Затем стемнело, и я понял, что в этом море пребывает много Богов и Богинь и Их чувства изменчивы. Определенно, змеи, поднимавшиеся из воды, теперь разбивались о берег с большей силой, производя звук, напоминавший гром. Брызги начали щипать мне глаза. Я был счастлив, когда поднялся на холм, отдаливший меня от подобного коварства, однако когда вылез из колесницы, чтобы переставлять колеса с одной гладкой площадки на другую, то понял, что холм представляет собой цельную скалу и что рабочие — в те давние времена, пожалуй, при Тутмосе Третьем, или это было ближе к началу, при Хуфу? — трудились на протяжении многих лет, чтобы вырезать эти ступени на дороге к Тиру. Это была настоящая лестница, и она могла бы произвести на меня большее впечатление, если бы наши египетские творения не были бы несравненно величественнее. Все же я узнал о море еще одну истину. Ибо в темноте вода ударила в стену под дорогой, и, ощутив, как дрогнула скала, я вспомнил чувство, которое испытываешь, когда стоишь на низкой стене крепости, ворота которой пытается пробить тараном осаждающая ее армия. Брызги долетели сюда, на высоту в пятьдесят или почти сто локтей над морем, и, когда я взглянул вниз, в почти кромешную тьму, у Великой Зелени был миллион, бесконечное число ртов с белой пеной на всех них, и она рычала и чавкала и цеплялась за берег, как лев, терзающий свою добычу.
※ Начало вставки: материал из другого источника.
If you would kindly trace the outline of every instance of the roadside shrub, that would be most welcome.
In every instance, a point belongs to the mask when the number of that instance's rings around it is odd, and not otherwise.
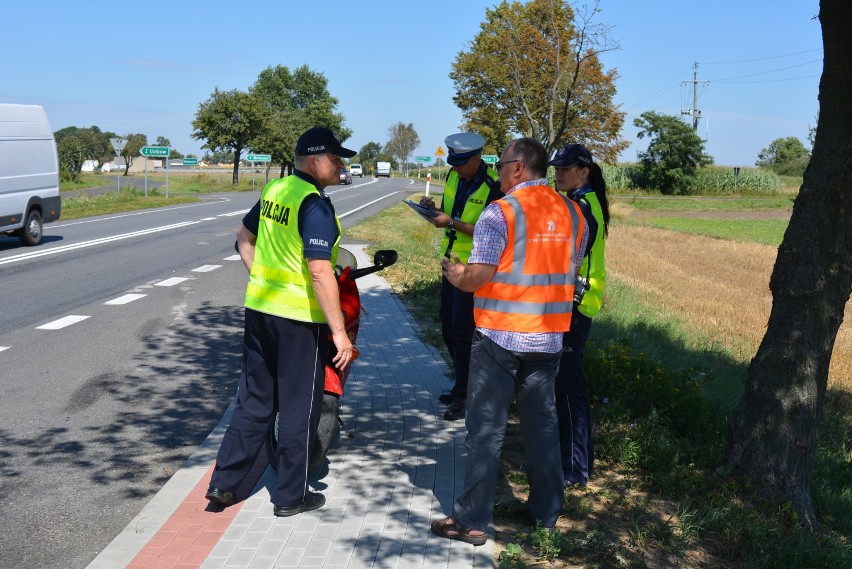
[[[643,177],[638,164],[604,164],[601,168],[607,189],[613,192],[657,192]],[[740,168],[739,175],[729,166],[704,166],[684,181],[675,193],[679,195],[773,195],[781,189],[781,178],[771,170]]]

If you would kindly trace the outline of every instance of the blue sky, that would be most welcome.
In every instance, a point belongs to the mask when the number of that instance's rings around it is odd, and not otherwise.
[[[0,102],[45,107],[51,126],[97,125],[165,136],[200,154],[192,120],[214,88],[247,90],[269,66],[325,74],[354,131],[346,146],[385,143],[413,123],[433,155],[458,131],[448,78],[494,0],[431,2],[254,0],[68,2],[0,0]],[[632,161],[647,140],[633,119],[692,106],[698,63],[699,133],[717,164],[751,166],[779,137],[808,145],[822,39],[817,0],[602,0],[598,21],[621,49],[616,102]],[[709,81],[709,83],[704,83]],[[684,84],[684,82],[690,82]]]

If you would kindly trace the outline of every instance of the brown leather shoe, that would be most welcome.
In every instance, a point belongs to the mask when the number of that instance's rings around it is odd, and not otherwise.
[[[444,419],[447,421],[464,419],[464,401],[453,401],[450,403],[450,408],[444,413]]]

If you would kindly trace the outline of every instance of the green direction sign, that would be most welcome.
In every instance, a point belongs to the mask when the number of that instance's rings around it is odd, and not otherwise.
[[[418,156],[415,158],[418,162],[431,162],[432,158],[430,156]]]
[[[246,160],[249,162],[269,162],[272,160],[272,156],[269,154],[249,154],[246,156]]]
[[[499,157],[495,156],[494,154],[483,154],[482,155],[482,161],[485,162],[486,164],[496,164],[498,159],[499,159]]]
[[[198,158],[184,158],[183,165],[184,166],[195,166],[198,164]]]
[[[171,149],[168,146],[143,146],[142,156],[156,156],[158,158],[168,158],[170,150]]]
Пока я был поглощен этим зрелищем, самый большой водяной змей, которого я только видел, величиной с Нил, нанес страшный удар и, к счастью, разбился о скалу, но громадный осколок каменной стены издал стон, с треском выломился из своего гнезда и упал в море. Я так сильно дрожал от этого посягательства на мою дорогу и от беспредельного гнева настоящих Богов Великой Зелени, который смог почувствовать, что задумался, осмелюсь ли я завтра утром взойти на корабль и поплыть по таким змеям на расположенный на острове Новый Тир. Могу лишь сказать, что, как только мы перевалили через холм, дорога, к моему облегчению, повернула в глубь берега, и я разбил лагерь, поел вместе с лошадьми немного влажного зерна, а затем заснул, дрожа в своей промокшей одежде.